Current Trend 2: Busy schedules and laziness. There’s a fine line between being too busy and too lazy to do something. (A survey found that 40 percent of millennials in a survey believed that “cereal was an inconvenient breakfast choice because they had to clean up after eating it.”) But regardless of whether work deadlines or following Selena Gomez on Instagram is keeping you from going to a store to shop for food and cooking, the demand for ready to eat food seems to be growing.
Current Trend 3: Online ordering and mobile applications. With each passing month, more and more food products are available online. (Yes, apparently you can now buy unicorn meat in a can).
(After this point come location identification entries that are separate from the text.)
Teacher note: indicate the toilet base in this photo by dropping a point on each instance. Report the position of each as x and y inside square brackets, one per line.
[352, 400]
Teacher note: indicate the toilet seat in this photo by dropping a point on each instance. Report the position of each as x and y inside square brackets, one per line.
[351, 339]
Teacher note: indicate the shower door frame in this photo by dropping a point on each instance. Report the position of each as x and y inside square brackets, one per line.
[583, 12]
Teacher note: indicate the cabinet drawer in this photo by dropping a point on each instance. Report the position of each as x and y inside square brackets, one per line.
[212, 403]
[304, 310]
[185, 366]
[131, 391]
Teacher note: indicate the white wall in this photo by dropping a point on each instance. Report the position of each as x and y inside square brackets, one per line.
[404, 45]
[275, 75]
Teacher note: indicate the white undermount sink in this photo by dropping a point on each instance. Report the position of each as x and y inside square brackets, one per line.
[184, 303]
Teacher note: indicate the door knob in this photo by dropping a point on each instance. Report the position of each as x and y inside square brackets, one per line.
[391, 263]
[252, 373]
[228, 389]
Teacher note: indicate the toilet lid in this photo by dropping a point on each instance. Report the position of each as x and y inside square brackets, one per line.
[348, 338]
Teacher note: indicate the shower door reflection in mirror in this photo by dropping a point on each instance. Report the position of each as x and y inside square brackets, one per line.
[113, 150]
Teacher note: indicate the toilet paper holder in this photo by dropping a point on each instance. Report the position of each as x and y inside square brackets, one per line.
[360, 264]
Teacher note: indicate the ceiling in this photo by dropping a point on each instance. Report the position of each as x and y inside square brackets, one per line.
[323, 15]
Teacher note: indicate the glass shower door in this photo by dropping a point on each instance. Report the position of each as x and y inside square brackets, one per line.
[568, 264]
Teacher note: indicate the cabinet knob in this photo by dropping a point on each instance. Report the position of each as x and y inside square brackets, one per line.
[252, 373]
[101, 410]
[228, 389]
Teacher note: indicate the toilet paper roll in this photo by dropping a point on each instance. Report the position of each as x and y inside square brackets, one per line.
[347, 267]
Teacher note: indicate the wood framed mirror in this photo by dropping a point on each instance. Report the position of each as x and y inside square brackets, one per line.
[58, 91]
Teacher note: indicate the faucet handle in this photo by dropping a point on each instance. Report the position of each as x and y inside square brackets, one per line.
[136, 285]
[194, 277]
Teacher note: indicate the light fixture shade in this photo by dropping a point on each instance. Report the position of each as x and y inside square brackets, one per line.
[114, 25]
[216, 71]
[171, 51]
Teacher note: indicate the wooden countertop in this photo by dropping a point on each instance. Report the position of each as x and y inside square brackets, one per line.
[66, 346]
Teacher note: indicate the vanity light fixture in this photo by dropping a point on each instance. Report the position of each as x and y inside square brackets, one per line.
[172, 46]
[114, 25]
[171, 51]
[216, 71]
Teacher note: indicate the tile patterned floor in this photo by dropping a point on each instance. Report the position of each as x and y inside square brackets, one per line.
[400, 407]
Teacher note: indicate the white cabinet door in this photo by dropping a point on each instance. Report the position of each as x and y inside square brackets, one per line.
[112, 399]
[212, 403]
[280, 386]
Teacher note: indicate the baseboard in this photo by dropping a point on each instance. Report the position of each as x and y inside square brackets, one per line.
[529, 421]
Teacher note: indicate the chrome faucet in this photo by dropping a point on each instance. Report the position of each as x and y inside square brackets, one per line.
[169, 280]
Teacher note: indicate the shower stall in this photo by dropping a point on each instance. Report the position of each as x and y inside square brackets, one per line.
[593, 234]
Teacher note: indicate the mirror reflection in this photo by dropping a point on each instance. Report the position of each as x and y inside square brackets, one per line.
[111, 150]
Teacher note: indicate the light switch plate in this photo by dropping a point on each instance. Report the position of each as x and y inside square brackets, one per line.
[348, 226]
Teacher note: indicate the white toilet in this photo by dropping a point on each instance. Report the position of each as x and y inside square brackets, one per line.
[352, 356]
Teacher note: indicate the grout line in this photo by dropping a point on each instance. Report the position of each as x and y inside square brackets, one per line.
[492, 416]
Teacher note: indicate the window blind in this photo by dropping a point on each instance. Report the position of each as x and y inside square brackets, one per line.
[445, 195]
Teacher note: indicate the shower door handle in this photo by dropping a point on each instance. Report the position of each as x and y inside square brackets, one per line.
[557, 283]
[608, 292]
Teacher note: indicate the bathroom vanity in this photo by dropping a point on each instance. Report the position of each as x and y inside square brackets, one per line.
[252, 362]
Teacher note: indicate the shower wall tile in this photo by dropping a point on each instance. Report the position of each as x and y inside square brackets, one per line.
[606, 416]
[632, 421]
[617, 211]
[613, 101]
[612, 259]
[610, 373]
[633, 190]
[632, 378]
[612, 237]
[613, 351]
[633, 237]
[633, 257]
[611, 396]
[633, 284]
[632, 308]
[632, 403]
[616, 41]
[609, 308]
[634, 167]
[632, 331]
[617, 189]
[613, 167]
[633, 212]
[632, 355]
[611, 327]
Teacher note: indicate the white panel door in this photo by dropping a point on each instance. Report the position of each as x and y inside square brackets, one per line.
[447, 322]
An increasing number of national and local food sources are making their products available for online ordering and delivery. (Delivery still occurs via person as no one has figured out yet how to email a pizza). As turnaround and delivery times get faster, the convenience of online ordering could eventually begin to rival the convenience of vending machines.
So what does this mean for the future of vending machines? Well, these are likely to lead to several future trends in vending machines:
Future Trend 1: Vending machines that provide healthy food. An argument against vending machines carrying healthy foods such as fresh fruits and vegetables has been the higher cost of having to refrigerate and frequently replace the food when it spoils. (Try keeping an apple, not the machine but the fruit, in your handbag or murse purse as long as you can a bag of potato chips). Another argument has been that people are not demanding such food in vending machines. But as storage technology improves and calls for healthy food in vending machines increases, some businesses having been moving towards vending machines that carry healthier food. For example, in 2008, Sean Kelly and Andrew Mackensen founded H.U.M.A.N. Healthy Vending, a company that aims to provide vending machines that serve healthier (lower fat, fewer additives, organic, and locally sourced) foods.